Tak lama kemudian nampak gerakan sang dokter bertambah cepat dan mulai tak beraturan, sementara itu tubuh Risapun semakin sering terlihat melenting dan pantatnya semakin sering terangkat berbarengan dengan sodokan kontol sang dokter, lenguhan dan erangan mereka bertambah kencang terdengar dan saling bersahutan, nampaknya kedua insan ini akan merengkuh puncak kenikmatan persetubuhan mereka.
“Ouughhh…doookkk…aaaakkkkuuu…kkeeelluuarrr,” Risa mengerang tubuhnya melenting.
“Akkkhhuuu…juuggaaa…mmaaauuu….ooouugghhhh..” sang dokter pun melenguh, dan menekan dalam-dalam kontolnya didalam lubang senggama Risa, lalu terdiam.
Creeetttt…..ssssrrrr…..ccrreeeettt…..ssssrrrr…..
Kedua kemaluan mereka akhirnya memuntahkan lahar kenikmatan berbarengan, sand dokter merasakan batang kontolnya tersiram oleh hangatnya lendir kenikmatan Risa dan ia juga merasakan dinding vagina Risa berkedut-kedut meremas-remas batang kontolnya, Risa sendiri merasakan dinding rahimnya tersemprot oleh cairan hangat sperma sang dokter dan Risa sendiri merasakan pada dinding vaginanya batang kontol sang dokter berdenyut-denyut.

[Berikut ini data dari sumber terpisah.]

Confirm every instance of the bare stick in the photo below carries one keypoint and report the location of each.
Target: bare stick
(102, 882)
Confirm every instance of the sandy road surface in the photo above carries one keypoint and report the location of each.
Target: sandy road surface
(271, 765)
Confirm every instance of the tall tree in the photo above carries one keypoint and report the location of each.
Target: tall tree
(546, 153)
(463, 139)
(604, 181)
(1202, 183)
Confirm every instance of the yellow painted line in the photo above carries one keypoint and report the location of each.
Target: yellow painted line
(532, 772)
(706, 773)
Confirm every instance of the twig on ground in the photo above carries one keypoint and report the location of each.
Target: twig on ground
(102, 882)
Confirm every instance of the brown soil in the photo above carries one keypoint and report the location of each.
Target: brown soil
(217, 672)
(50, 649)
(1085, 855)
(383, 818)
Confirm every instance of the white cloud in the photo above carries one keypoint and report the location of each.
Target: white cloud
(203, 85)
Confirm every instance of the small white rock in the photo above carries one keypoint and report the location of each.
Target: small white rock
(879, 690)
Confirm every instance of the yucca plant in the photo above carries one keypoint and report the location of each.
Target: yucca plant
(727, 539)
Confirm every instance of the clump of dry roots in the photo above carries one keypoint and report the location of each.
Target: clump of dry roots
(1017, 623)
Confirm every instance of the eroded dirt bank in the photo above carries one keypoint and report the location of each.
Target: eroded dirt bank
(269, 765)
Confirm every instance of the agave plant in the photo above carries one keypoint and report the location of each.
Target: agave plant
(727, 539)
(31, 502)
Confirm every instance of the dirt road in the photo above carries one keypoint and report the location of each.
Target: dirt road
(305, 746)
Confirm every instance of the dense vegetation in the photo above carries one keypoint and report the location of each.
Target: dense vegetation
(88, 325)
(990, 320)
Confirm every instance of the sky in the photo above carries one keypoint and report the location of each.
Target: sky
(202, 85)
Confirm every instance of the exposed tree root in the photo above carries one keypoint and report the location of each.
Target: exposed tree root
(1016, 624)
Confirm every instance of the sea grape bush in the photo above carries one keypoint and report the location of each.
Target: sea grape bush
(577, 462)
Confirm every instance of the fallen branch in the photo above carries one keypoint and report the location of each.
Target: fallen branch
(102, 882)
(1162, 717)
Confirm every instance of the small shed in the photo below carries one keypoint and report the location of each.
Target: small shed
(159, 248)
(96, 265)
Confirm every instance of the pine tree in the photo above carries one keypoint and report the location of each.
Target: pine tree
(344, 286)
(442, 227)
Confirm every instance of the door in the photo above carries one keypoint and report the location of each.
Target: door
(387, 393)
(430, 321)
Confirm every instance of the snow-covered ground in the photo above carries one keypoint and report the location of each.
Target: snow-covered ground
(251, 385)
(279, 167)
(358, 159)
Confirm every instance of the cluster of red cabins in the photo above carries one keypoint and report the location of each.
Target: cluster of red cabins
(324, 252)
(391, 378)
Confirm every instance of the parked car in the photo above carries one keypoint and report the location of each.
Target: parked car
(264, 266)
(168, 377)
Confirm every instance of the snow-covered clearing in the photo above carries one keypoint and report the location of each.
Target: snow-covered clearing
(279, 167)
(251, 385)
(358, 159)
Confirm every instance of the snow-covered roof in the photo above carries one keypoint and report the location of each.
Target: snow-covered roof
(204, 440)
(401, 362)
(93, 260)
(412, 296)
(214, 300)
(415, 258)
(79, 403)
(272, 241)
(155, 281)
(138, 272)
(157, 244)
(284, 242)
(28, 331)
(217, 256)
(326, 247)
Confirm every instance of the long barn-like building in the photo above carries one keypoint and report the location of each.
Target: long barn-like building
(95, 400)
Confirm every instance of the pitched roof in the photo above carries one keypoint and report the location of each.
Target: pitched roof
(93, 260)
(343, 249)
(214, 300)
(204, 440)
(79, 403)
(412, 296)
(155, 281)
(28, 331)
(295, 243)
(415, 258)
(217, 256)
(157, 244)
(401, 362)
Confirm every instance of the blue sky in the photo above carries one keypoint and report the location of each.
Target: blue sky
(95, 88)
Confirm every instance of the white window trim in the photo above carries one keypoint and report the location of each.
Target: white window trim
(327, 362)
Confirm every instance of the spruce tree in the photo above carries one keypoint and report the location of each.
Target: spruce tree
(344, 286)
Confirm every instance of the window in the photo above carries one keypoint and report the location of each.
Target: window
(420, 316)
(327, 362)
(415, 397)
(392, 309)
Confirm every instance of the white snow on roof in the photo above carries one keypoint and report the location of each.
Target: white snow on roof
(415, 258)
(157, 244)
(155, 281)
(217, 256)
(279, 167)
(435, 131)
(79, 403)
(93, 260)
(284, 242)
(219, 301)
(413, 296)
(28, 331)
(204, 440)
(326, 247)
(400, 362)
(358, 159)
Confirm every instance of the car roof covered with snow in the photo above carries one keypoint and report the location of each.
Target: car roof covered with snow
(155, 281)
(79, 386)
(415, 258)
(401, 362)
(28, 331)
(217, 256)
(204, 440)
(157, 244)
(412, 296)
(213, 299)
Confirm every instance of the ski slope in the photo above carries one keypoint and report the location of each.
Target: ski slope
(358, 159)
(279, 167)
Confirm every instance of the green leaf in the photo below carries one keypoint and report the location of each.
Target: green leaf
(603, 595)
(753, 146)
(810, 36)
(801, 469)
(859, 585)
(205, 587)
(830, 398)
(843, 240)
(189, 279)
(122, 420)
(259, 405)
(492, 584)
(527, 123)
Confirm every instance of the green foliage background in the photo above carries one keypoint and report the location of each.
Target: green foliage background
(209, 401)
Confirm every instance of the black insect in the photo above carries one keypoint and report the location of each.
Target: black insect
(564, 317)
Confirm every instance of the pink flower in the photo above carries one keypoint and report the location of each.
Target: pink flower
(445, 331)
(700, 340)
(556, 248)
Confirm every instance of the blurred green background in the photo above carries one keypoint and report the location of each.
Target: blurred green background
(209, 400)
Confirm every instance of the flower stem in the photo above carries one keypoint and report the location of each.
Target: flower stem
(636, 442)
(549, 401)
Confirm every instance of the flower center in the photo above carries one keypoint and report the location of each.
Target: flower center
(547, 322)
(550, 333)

Kemudian sang dokter mencabut batang kontolnya dari jepitan vagina Risa setelah ia merasakan remasan-remasan dinding vagina Risa berhenti dan kontolnya mulai mengecil, saat kontolnya tercabut dari lubang kenikmatan Risa, terlihat olehnya cairan spermanya bercampur dengan lendir kenikmatan Risa mulai mengalir perlahan dan menetes jatuh keatas lantai.
Setelah nafas mereka kembali normal, mereka mengenakan pakaian mereka kembali, kemudian sang dokter memberi tahu Risa bahwa spiral yang ia pasang itu bisa bertahan untuk 5 tahun, tetapi alangkah bagusnya setiap 3-6 bulan sekali harus diperiksa, untuk memastikan letaknya tidak berubah atau lebih parahnya terlepas. Risa mengangguk tanda mengerti dalam hati Risa berkata ,”pasti aku akan balik lagi, untuk menikmati sodokan-sodokan kontolmu lagi,”
Sebelum pulang Risa bertanya berapa biaya yang harus dibayar olehnya, yang dijawab oleh dokter itu dengan senyuman dan kecupan ringan dibibir Risa, gratis!!! bisiknya. Risa pun pulang dengan tersenyum, dalam hatinya ia membatin bertambah satu lagi koleksi yang bisa membuat puasku, yang bisa menghilangkan dahaga batinku. Dan sekarang ia tidak akan takut hamil bila melakukan persetubuhan dengan siapapun.